According to House Majority Leader Steny Hoyer, the legislation got slapped with a price tag of $940 billion over the next decade, more expensive than the Senate version, which makes sense since expanding coverage is one of the fixes the House wants to enact. But the CBO reportedly said the legislation would cut the deficit by $130 billion over the next decade and $1.2 trillion the decade after that — steeper deficit cuts than the Senate bill had. As Ezra Klein summed it up, “that’s more deficit reduction than either the House or Senate bill, and more coverage than the Senate bill.” Hoyer noted that it’s the biggest deficit reduction act since the 1993 Clinton budget.

It’ll be interesting to see how the bill achieves that goal. There had been word in the last 24 hours that the excise tax on Cadillac plans — something labor unions had opposed — had to be tweaked to make sure the legislation met its deficit-reduction aims.
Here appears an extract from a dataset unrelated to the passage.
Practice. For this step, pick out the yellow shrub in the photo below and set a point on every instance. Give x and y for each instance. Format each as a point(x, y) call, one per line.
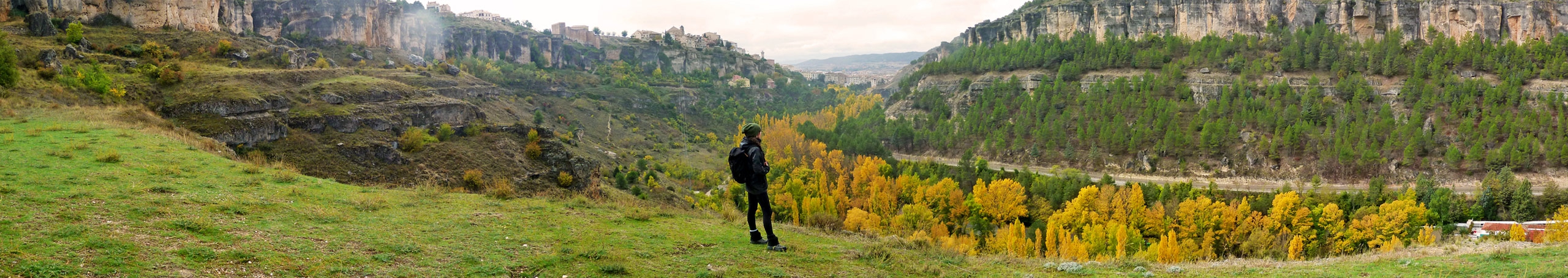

Will a more robust excise tax on high-end plans weaken labor’s support for the bill? One thing is certain: with the release of the CBO’s numbers, moderate Democrats concerned about the fiscal impact of the bill can now rest easier and support it.

One wait is over, but another one begins. With the official release of the CBO score later today, the clock officially begins on the 72-hour window that Democrats had promised to give members before voting on the legislation. This pegs the vote for Sunday — though Republicans have promised to pull out all the stops to delay the process.